How the Fair Debt Collection Practices Act (FDCPA) Works
The "mini Miranda" disclosing that anything said on the call can be used to collect a debt is important to deliver at the beginning of a call. The FDCPA prohibits debt collectors from:
- Contacting someone else to talk about a debt (you can contact someone to locate the debtor). You cannot contact the debtor's mother or employer to ask them to help you collect. This prohibition does not apply to co-signers who guarantee a loan. Since they have signed on the debt, they may be contacted.
- Making a second contact with someone else about a debt in an attempt to locate the debtor.
- Communicating with a debtor at "inconvenient" times or places, such as phoning during the middle of the night or at the debtor's workplace.
- Contacting a debtor if you have received a "cease and desist" request, a notice that you must only communicate through the debtor's attorney, or a notice that the debtor refuses to pay the debt.

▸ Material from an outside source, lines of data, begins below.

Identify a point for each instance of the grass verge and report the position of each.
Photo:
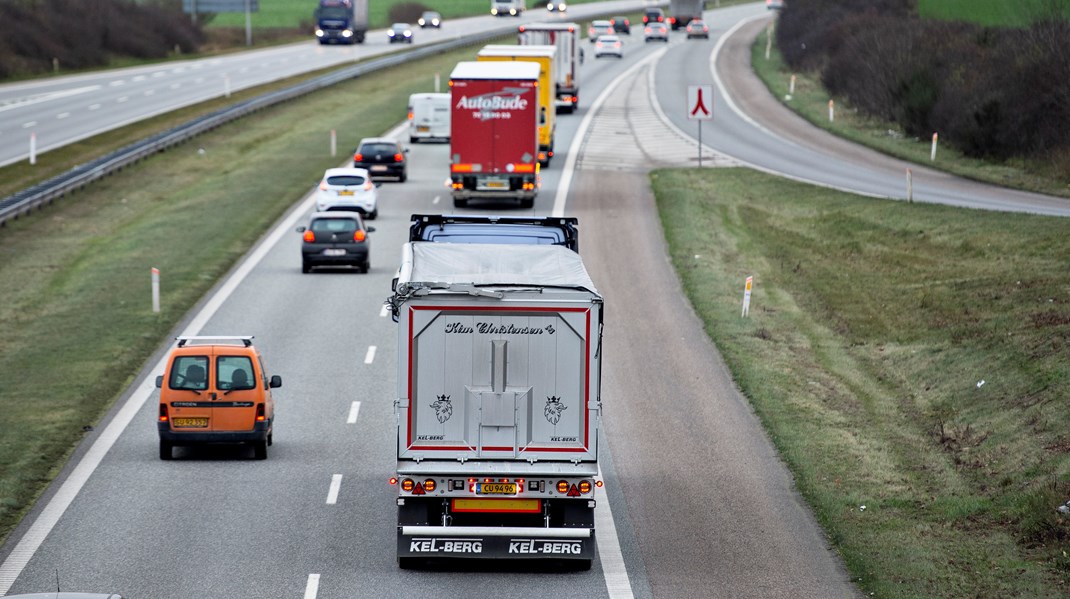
(810, 101)
(907, 359)
(75, 306)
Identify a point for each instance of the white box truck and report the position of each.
(428, 117)
(498, 402)
(566, 37)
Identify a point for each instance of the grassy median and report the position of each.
(908, 361)
(75, 305)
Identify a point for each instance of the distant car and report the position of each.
(335, 239)
(381, 156)
(621, 25)
(429, 18)
(609, 45)
(698, 29)
(214, 389)
(656, 31)
(348, 189)
(599, 28)
(400, 32)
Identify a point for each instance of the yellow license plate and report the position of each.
(495, 489)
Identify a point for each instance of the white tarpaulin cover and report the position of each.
(494, 264)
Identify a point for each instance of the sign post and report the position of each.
(700, 107)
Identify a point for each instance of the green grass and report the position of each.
(995, 13)
(810, 101)
(75, 306)
(294, 13)
(872, 324)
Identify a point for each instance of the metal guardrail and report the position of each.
(45, 193)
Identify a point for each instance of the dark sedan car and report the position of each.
(335, 239)
(382, 156)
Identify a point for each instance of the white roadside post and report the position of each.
(155, 290)
(697, 109)
(746, 296)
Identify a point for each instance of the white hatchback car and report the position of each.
(348, 189)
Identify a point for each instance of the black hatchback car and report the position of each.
(335, 239)
(382, 156)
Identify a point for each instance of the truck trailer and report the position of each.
(546, 58)
(682, 12)
(341, 21)
(498, 402)
(493, 141)
(568, 58)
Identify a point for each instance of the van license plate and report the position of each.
(495, 489)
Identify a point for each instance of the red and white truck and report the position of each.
(498, 402)
(493, 144)
(566, 37)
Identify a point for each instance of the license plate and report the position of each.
(495, 489)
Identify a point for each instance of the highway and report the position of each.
(697, 503)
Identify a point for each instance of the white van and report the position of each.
(428, 117)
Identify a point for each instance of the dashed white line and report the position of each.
(333, 492)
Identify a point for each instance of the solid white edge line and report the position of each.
(333, 491)
(581, 132)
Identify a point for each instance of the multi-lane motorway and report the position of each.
(697, 502)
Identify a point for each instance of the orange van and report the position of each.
(215, 389)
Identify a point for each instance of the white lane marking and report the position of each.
(312, 586)
(609, 550)
(51, 512)
(335, 487)
(574, 149)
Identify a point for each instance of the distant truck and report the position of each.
(428, 117)
(498, 402)
(341, 21)
(566, 37)
(546, 58)
(503, 8)
(493, 143)
(682, 12)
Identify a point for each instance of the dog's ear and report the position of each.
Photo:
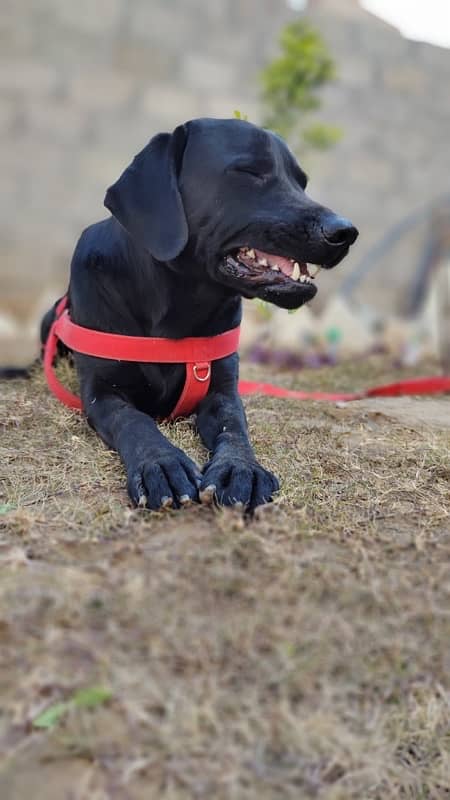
(146, 199)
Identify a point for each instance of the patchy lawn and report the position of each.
(303, 655)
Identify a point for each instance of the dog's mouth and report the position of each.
(257, 265)
(266, 274)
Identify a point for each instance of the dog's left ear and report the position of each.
(146, 199)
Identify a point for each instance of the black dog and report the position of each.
(214, 211)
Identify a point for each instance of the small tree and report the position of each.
(290, 83)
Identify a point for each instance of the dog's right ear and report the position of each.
(146, 199)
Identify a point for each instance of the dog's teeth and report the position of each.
(296, 272)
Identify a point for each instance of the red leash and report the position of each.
(197, 353)
(433, 385)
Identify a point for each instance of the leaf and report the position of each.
(91, 697)
(51, 716)
(5, 507)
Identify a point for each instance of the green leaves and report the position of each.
(90, 697)
(291, 82)
(5, 507)
(51, 716)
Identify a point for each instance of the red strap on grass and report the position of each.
(435, 384)
(197, 353)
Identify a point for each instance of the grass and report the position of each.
(303, 655)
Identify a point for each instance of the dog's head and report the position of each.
(227, 200)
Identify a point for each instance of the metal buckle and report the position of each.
(206, 365)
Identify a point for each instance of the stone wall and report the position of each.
(83, 86)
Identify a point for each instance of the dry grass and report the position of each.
(305, 655)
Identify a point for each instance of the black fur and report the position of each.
(157, 267)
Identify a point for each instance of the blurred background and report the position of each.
(84, 85)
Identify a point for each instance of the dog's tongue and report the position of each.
(285, 265)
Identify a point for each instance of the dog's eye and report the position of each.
(248, 171)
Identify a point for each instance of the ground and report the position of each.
(303, 654)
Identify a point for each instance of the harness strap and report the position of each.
(196, 352)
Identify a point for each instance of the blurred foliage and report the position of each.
(291, 83)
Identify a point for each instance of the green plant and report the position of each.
(291, 83)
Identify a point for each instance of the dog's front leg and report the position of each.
(159, 474)
(232, 474)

- Engaging in "harassing, oppressive, or abusive" contact, or threatening violence.
- Using profane language when attempting to collect on a debt.
- Falsely representing yourself or representing yourself as someone else, including an attorney or a government agency, in order to collect on the debt.
- Calling the debtor on the phone too often or after regular waking hours (i.e., 2 a.m.)
Debtors can and do initiate lawsuits against debt collectors who they perceive are engaging in harassment or other illegal tactics to collect on a debt.
The fact that your business is not strictly included in this law doesn't mean you are exempt from a lawsuit. A lawsuit stops the debt collection process and can force you to defend yourself against a suit, tying up more money and time.
Read as much as you can about the FDCPA and talk to your attorney about its provisions, before you start collecting on debts. Avoid any appearance or perception of harassment or invasion of privacy, in every contact with those who owe you money.
While the new 2020 provisions allow collectors to use social media, if the debtor asks you to stop, you must. All social media contact must remain private. No public posts can be made on a Facebook page or to a Twitter account.
- Fair debt collection practices are contained in the Fair Debt Collection Practices Act (FDCPA).
- New revisions to the act add social media and texting as ways you can contact a debtor.
- The law officially applies to debt collectors—not business owners—but it is wise to follow the rules anyway.
- Debtors have the right to sue if a debt collector fails to adhere to the law.